I didn’t realize what I was giving up, because I had always had a place to go home to. But now I understand that there are reserve tanks of energy that can only be refilled when you are at home, sleeping in your bed, surrounded by your stuff, living your routine, among your people.
Give all that up, as I did, and one thing you notice is that a normal tiring day can put you into a place of much greater exhaustion than it should. And with being tired, for me anyway, comes a greater sense of being “tired of.” I exist much of the time in a fog of fatigue and frustration.
Right now, for example, I’m on a train in England, and there’s a woman across the aisle who has been talking for 75 minutes, since we left Manchester, about absolutely nothing. Most of the time, train chatter is just background noise to me, but today I want to ask her if she talks about nothing in her sleep, or inform her that not every memory in her head is worth speaking, or just beg her to shut the hell up.
This is only because I woke up too early today to travel to a game, yesterday I spent the day traveling to a game, the day before that I did the same and was up late, the days before that I worked alone in a hotel room, the day before that I traveled, and on and on, a string of days and weeks and months leading back farther than I can recall most of the time.
Think of it this way: You know how, at the end of a trip, whether it was a dream vacation you wish would never end, or a work slog you just had to get through, at some point it ends, you get home and it’s over? You’re at home, it’s time to rest, and some day you’ll go on another trip. Well, what if you never get home? What if it’s all just one big trip?
For me, it’s a matter of sometimes feeling “at home,” relatively speaking, or just of traveling less. I think of it like sometimes I’m “bouncing around” and sometimes I’m settled. A month in an AirBnB feels settled – but it isn’t home. As soon as I pack my bag again, most of that built-up rest and recovery is gone.
Many days, there’s a moment when I find myself – usually leaving a hotel room, settling onto a train, leaving a stadium after a game – when I sigh and think, Right, I made it here, now I just need to get to the next place, and sometime soon I can rest. I often feel like I am executing the plan of some crazy person, or trying to pass an endurance test given me by someone else. Sometimes I feel the way I did when I was drinking and using, wondering why I am taking this next hit even as I take it. It’s like, whose idea was this?
Mine, obviously, and that’s a topic for another day. The fact is, I travel alcoholically.
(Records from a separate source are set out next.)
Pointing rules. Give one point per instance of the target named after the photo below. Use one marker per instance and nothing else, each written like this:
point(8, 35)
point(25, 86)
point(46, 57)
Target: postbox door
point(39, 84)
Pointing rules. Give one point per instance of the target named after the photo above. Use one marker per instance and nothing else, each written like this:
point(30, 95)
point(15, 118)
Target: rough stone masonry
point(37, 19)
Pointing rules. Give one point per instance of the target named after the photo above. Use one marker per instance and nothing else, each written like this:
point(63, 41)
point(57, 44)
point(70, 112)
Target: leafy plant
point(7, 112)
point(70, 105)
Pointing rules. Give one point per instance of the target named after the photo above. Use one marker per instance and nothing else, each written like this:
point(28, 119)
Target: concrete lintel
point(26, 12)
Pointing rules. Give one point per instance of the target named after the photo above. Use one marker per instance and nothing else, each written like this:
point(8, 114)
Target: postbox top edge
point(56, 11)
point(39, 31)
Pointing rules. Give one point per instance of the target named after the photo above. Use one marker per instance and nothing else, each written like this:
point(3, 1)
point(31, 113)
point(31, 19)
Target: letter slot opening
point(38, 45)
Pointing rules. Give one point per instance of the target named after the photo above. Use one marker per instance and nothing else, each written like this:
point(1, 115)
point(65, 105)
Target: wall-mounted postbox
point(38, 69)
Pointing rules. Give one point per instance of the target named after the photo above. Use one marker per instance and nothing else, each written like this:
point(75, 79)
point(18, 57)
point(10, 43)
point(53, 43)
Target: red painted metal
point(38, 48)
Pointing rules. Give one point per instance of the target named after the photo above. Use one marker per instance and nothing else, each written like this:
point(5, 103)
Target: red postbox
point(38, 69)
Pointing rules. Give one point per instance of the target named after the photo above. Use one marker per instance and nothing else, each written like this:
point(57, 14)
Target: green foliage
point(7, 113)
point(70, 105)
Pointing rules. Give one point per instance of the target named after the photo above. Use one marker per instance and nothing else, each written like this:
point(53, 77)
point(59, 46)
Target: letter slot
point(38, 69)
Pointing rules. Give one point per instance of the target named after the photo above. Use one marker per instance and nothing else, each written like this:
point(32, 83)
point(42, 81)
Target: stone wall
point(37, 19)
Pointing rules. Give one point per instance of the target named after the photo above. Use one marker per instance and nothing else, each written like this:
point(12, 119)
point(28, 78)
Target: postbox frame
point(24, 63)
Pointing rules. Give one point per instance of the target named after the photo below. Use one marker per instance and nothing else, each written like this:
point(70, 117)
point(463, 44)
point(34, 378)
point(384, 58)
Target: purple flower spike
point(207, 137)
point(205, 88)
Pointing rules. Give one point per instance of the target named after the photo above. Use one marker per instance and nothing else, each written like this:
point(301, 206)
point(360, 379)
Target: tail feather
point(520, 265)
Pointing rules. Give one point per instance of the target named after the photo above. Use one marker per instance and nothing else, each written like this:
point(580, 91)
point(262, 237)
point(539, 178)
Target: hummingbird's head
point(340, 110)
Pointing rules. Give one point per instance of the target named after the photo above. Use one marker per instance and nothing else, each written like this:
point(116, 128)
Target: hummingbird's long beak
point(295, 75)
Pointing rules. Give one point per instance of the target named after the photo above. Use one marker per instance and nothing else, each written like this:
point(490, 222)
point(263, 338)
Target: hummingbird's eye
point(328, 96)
People say to me, “I don’t see how you do it,” and in response I think, “The real question is becoming why I do it.”
I am like a bird flying around, looking for a place to land. I need a nest. I may look, at times and from certain angles, like I am soaring. And there are moments, ever more brief, when I feel that way. More often, I just feel tired, like I can hardly flap my wings one more time, and I wonder why I ever took off in the first place, and when and where I will ever land.